Apples are one of the most important temperate fruit crops in the world. Foliar (leaf) diseases pose a major threat to the overall productivity and quality of apple orchards. The current process for disease diagnosis in apple orchards is based on manual scouting by humans, which is time-consuming and expensive.

## Data Description:-
* About 18,632 images showing the presence of various types of diseases. **A single photo might also contain multiple diseases**.

## Expected Outcome:-
* Detect the presence of all the diseases in a given image.

## Problem Category:-
For the data and objective its is evident that this is a **multi-label classification problem** in the **Computer Vision** domain.

# About this Notebook
* Being a beginner myself, this notebook will focus solely on basics, getting to know the data and build a primitive yet effective model.
    * This notebook will be updated several times as and when I learn new interesting stuff and think will be useful for the audience.

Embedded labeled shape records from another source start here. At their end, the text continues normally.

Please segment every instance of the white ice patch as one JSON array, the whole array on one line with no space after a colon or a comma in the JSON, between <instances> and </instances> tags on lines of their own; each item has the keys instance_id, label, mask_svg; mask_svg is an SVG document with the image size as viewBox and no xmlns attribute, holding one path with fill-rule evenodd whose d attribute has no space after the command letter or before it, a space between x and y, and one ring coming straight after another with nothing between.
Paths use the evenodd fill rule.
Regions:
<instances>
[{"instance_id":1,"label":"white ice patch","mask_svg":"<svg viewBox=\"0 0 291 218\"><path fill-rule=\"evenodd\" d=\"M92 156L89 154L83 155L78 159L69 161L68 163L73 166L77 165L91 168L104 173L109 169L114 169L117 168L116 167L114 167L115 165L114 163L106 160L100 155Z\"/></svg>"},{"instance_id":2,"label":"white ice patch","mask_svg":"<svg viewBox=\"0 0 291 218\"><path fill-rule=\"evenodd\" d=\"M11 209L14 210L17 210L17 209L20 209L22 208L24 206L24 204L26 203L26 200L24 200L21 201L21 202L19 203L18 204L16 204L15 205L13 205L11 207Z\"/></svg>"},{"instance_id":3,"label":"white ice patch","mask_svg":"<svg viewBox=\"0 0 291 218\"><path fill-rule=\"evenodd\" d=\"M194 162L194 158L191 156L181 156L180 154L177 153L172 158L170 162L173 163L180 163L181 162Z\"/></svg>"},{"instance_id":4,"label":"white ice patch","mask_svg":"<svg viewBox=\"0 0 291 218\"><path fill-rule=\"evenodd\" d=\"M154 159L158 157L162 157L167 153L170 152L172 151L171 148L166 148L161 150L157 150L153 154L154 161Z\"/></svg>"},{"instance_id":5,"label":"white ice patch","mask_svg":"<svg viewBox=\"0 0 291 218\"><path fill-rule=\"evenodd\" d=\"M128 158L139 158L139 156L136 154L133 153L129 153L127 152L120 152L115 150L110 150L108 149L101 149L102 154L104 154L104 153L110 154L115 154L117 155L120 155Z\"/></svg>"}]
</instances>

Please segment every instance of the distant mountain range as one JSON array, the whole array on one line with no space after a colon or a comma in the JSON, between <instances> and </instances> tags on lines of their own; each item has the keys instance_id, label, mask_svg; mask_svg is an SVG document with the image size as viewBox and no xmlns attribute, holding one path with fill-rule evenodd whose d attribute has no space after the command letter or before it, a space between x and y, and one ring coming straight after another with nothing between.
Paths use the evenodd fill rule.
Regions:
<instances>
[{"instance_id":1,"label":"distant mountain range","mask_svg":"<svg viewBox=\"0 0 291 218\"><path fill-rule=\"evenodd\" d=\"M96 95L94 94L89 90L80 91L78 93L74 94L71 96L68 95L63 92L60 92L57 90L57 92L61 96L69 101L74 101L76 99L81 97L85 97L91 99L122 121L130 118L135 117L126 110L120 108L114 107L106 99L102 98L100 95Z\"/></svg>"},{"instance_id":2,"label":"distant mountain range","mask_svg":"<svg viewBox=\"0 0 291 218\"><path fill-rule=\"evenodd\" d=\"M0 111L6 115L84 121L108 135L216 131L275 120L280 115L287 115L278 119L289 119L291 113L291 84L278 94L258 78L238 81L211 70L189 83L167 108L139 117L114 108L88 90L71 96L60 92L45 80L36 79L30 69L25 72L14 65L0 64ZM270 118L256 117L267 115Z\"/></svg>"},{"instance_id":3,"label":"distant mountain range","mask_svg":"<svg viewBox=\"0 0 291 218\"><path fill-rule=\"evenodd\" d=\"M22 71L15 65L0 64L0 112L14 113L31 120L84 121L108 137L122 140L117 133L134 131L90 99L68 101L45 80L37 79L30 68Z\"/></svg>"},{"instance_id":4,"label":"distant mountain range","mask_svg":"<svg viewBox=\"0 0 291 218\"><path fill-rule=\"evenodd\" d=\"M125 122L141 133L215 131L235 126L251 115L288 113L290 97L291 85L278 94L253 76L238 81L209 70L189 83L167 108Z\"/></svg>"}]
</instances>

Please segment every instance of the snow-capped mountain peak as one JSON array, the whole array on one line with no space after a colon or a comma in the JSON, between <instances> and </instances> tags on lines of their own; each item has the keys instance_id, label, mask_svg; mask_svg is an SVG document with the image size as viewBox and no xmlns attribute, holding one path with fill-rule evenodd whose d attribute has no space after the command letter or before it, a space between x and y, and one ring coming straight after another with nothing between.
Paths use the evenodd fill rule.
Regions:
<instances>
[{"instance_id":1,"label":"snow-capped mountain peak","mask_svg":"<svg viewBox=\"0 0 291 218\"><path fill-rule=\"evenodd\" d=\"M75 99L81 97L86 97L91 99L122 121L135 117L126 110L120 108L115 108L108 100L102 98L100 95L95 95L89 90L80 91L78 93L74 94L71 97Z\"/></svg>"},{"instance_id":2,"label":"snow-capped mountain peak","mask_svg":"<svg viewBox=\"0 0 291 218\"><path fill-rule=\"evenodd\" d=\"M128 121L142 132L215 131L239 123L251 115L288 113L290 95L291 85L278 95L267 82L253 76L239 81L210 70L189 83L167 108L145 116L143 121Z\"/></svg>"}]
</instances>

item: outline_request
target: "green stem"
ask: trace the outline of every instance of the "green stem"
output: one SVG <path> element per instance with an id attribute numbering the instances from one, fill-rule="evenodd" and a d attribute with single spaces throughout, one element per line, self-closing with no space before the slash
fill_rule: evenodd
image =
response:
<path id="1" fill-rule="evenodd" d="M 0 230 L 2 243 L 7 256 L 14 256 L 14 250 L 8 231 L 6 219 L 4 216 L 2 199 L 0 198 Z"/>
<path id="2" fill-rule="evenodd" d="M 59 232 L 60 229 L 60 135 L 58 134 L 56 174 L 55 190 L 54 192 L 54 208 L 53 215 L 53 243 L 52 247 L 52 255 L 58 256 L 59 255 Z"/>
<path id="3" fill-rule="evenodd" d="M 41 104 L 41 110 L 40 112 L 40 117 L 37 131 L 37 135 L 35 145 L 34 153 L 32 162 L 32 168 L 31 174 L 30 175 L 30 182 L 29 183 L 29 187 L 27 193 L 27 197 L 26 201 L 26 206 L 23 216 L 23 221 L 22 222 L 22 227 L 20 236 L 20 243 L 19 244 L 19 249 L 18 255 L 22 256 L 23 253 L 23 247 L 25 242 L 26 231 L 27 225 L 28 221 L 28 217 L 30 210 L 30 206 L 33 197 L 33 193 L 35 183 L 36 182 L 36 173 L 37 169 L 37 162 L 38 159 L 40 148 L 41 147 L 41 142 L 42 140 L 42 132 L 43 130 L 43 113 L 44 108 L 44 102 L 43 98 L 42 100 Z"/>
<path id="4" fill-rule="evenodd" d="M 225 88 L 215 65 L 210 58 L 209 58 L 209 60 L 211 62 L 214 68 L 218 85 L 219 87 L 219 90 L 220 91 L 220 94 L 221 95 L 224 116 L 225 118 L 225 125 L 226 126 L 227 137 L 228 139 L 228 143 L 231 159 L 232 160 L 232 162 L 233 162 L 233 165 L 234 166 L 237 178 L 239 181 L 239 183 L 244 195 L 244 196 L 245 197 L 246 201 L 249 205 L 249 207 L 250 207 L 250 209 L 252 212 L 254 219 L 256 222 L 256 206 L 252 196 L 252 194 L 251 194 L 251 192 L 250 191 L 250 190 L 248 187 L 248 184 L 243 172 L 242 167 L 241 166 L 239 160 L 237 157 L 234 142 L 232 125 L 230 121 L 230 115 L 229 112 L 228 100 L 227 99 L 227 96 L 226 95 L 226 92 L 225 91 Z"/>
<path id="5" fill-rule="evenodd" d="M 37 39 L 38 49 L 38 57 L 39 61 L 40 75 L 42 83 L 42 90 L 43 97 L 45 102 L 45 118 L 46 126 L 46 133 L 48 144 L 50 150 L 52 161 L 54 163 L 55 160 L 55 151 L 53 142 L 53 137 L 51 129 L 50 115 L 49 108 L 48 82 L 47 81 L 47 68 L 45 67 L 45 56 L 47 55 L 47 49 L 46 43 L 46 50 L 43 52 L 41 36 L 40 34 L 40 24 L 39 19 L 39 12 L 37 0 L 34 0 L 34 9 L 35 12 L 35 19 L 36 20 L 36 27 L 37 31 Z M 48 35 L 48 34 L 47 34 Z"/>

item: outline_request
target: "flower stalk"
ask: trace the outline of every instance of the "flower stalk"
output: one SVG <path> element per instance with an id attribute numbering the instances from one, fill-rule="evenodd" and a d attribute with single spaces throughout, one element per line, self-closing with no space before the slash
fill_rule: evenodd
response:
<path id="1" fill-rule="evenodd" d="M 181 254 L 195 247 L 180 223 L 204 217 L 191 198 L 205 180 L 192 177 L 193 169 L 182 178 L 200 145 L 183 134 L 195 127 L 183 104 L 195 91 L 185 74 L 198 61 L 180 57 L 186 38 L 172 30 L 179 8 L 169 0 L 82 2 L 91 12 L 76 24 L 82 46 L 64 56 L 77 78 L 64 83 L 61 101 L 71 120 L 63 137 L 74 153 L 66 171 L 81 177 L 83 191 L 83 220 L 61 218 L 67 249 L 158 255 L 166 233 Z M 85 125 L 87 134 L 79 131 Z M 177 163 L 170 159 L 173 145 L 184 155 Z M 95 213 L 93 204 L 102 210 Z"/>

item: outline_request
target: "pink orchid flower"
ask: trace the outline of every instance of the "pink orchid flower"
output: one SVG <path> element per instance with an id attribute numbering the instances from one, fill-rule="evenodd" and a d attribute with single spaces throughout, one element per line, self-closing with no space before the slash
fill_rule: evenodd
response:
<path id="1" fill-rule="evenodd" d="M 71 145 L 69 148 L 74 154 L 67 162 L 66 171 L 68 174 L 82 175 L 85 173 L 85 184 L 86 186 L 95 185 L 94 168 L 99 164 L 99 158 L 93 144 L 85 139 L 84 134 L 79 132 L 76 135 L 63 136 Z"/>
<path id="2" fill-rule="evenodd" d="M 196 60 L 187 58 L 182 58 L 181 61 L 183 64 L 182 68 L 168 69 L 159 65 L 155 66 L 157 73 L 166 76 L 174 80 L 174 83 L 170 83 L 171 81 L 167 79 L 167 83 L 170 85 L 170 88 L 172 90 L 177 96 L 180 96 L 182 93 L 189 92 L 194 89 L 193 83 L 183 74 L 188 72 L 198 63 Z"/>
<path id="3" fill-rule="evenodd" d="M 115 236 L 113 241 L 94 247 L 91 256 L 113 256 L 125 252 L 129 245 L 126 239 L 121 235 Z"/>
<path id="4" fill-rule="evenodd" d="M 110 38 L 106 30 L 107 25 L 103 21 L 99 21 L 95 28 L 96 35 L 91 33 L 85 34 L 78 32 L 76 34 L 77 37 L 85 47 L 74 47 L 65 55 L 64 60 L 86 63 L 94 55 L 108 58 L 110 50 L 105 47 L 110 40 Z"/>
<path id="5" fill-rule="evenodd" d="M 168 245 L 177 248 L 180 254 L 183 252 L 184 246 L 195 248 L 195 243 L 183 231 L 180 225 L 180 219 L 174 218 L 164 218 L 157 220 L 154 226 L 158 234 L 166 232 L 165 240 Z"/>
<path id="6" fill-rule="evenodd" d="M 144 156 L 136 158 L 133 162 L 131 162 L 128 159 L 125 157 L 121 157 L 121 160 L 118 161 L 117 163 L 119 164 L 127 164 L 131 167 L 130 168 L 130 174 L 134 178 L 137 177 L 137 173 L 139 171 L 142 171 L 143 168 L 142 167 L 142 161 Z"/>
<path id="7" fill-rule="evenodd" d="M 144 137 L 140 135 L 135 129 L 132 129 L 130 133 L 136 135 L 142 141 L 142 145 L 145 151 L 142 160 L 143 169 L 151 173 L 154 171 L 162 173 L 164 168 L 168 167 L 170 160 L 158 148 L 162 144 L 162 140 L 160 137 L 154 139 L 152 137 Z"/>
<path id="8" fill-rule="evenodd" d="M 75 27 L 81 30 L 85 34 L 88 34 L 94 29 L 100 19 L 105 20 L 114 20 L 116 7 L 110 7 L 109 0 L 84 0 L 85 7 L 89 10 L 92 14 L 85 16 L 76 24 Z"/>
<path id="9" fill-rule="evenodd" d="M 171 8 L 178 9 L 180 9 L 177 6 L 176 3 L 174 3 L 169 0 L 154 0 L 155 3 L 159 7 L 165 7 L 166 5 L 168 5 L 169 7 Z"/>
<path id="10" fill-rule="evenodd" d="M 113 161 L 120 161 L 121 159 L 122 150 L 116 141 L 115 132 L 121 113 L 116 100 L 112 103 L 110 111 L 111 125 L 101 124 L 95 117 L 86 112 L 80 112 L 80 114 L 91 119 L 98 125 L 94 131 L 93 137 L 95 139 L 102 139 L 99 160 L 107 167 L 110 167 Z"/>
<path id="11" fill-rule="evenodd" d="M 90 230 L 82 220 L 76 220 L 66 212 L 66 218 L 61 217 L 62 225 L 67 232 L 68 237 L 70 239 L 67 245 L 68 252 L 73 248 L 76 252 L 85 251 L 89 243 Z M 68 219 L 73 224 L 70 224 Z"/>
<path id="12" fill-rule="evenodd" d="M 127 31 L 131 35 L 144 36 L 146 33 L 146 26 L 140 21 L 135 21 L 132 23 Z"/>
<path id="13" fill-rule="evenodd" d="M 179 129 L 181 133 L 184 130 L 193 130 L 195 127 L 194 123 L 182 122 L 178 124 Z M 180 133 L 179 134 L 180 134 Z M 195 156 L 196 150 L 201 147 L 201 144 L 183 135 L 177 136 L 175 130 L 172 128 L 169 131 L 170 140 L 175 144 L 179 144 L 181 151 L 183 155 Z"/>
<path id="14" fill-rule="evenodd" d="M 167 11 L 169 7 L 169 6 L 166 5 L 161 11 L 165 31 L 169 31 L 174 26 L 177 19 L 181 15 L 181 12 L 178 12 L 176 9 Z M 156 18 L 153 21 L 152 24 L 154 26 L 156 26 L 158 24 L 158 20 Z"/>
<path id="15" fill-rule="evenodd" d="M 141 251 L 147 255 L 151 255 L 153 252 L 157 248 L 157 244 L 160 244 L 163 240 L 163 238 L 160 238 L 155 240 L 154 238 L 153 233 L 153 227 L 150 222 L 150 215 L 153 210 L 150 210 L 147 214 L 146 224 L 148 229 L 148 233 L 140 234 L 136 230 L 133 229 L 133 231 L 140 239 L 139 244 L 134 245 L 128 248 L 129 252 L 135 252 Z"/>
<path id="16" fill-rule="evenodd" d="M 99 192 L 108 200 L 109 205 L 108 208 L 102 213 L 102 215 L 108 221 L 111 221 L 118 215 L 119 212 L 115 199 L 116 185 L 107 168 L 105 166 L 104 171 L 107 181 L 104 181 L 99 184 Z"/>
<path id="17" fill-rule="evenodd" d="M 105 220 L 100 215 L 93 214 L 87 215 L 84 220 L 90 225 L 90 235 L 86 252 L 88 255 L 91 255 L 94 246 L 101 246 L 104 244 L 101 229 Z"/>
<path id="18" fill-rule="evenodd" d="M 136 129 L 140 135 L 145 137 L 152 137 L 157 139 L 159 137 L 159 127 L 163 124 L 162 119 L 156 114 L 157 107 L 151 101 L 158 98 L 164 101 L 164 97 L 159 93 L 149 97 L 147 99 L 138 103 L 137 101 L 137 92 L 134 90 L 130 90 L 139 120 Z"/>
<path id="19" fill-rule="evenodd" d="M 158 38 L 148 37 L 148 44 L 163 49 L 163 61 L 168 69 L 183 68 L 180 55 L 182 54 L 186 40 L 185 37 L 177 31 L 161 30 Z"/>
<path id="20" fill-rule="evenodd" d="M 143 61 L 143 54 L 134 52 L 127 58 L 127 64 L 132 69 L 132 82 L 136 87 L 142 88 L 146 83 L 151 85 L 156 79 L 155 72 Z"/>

Please also consider that I too am on a learning voyage here.
* Our weapon of choice will be Deep-Learning through the journey of this notebook.
* Model Details:-
    * EfficientNet B4
    * Epochs: 20
    * Optimizer: Adam
    * Loss Function: Categorical Crossentropy
    * Scheduler: Constant LR with Reduction by 10x on plateau
    * Augmentations: Simple Left-Right Top-Bottom flips and Brighness change
    * Simple single multi-class classifier

# Imports
Let's start by importing some basic libraries that we require though our journey of this notebook.

In [None]:
# Asthetics
import warnings
import sklearn.exceptions
warnings.filterwarnings('ignore', category=DeprecationWarning)
warnings.filterwarnings('ignore', category=FutureWarning)
warnings.filterwarnings("ignore", category=sklearn.exceptions.UndefinedMetricWarning)

# General
import pandas as pd
pd.set_option('display.max_columns', None)
import numpy as np
import os
import time
import cv2
import random
from kaggle_datasets import KaggleDatasets

# Visialisation
import matplotlib.pyplot as plt
%matplotlib inline
import seaborn as sns
sns.set(style="whitegrid")
from plotly import graph_objs as go
import plotly.express as px
import plotly.figure_factory as ff
from plotly.offline import download_plotlyjs, init_notebook_mode, plot, iplot
from PIL import Image

# Machine Learning
# Pre Procesing
from sklearn.preprocessing import LabelEncoder, OneHotEncoder
# Models
from sklearn.model_selection import train_test_split, cross_validate, StratifiedKFold, cross_val_score
# Deep Learning
import tensorflow as tf
from tensorflow.keras.preprocessing.image import ImageDataGenerator
from tensorflow.keras.applications import EfficientNetB4
from tensorflow.keras.models import Sequential
from tensorflow.keras.layers import Dense, Dropout, Activation, BatchNormalization, GlobalAveragePooling2D
from tensorflow.keras.callbacks import TensorBoard, EarlyStopping, ReduceLROnPlateau, ModelCheckpoint
from tensorflow.keras.optimizers import Adam
from tensorflow.keras.losses import CategoricalCrossentropy
from tensorflow_addons.metrics import F1Score, FBetaScore
from tensorflow_addons.callbacks import TQDMProgressBar
from tensorflow.keras.utils import plot_model

#Metrics
from sklearn import metrics
from sklearn.metrics import confusion_matrix, classification_report

print('TF',tf.__version__)

In [None]:
RANDOM_SEED = 42

In [None]:
def seed_everything(seed=RANDOM_SEED):
    os.environ['PYTHONHASHSEED'] = str(seed)
    np.random.seed(seed)
    random.seed(seed)
    tf.random.set_seed(seed)

In [None]:
seed_everything()

In [None]:
data_path = '../input/plant-pathology-2021-fgvc8'

labels_file_path = os.path.join(data_path, 'train.csv')
sample_submission_path = os.path.join(data_path, 'sample_submission.csv')
train_images_path = os.path.join(data_path, 'train_images')
test_images_path = os.path.join(data_path, 'test_images')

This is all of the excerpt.